Total costs are written as:
If the application fee does not apply to the operation, $F_{app}=0$ is assumed.
$$F_{all} = F_{gas} + F_{infra} + F_{swap} + F_{prot} + F_{app}$$ If some fees are expressed in the network’s native coin, conversion to USD equivalent is performed at the native asset price: $$F_{gas}^{USD} = \sum_{i=1}^{k} \left(g_i \cdot p_i \cdot \pi_{native,i}^{USD}\right)$$ where $g_i$ is the actual gas consumption (or other measurable resource) for the $i$-th transaction, $p_i$ is the gas price (in native coin), $\pi_{native,i}^{USD}$ is the native coin price in USD.
APR and APY
APR ($r$) is the nominal annual rate without compounding. If income is reinvested $n$ times per year, the corresponding annual yield (APY) is:
$$APY = \left(1 + \frac{r}{n}\right)^n - 1$$ If the strategy already publishes $APY$ as the final metric, then to estimate deposit growth over horizon $T$, it is convenient to use: $$P(T) = P_0 \cdot (1 + APY)^{T}$$
Deposit Growth Over Time
With discrete compounding $n$ times per year, the expected amount:
$$P(T) = P_0 \cdot \left(1 + \frac{r}{n}\right)^{nT}$$ Gross profit: $$\Delta P_{gross}(T) = P(T) - P_0$$ For strategies where income is “capitalized” continuously (e.g., through share price changes or internal compounding), $n$ serves as an approximation. In this case, it is more correct to work with the published $APY$ and the formula $P(T) = P_0(1+APY)^T$.
Protocol Fees
Protocol fees most often fall into two types:
Management fee
Management fee ($m$) - regular “management” fee, usually set as an annual fraction of capital. In a simplified model, it can be accounted for as a reduction in the effective rate:
$$r_{eff} = r - m$$
Performance fee
Performance fee ($q$) - fee charged on profit. If performance fee applies to gross profit, then profit after performance fee:
$$\Delta P_{after}(T) = \Delta P_{gross}(T)\cdot (1-q)$$ Accordingly: $$P_{after}(T) = P_0 + \Delta P_{after}(T)$$ In practice, fee accrual rules depend on the protocol (high-water mark, calculation period, etc.). In route calculations, the fact is important: $F_{prot}$ refers to a separate cost component and is accounted for separately from network fees.
Swap Losses and Slippage
For exchange, two values can be distinguished:
- “expected output” $Q_{exp}$ at the quote;
- “actual output” $Q_{act}$ at execution.

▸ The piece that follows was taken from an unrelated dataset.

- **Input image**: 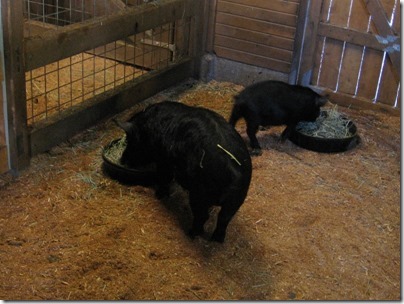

Swap loss can be estimated as:
$$F_{swap}^{USD} \approx (Q_{exp} - Q_{act}) \cdot \pi_{out}^{USD}$$ where $\pi_{out}^{USD}$ is the output asset price in USD.
If an acceptable slippage $s$ (as a fraction) is used and the input amount is converted to USD equivalent $P_0^{USD}$, a rough estimate:
$$F_{swap}^{USD} \lesssim s \cdot P_0^{USD}$$ while $F_{swap}$ usually already includes the pool fee (fee tier).
Based on this model, net results and break-even points can be estimated for different user scenarios.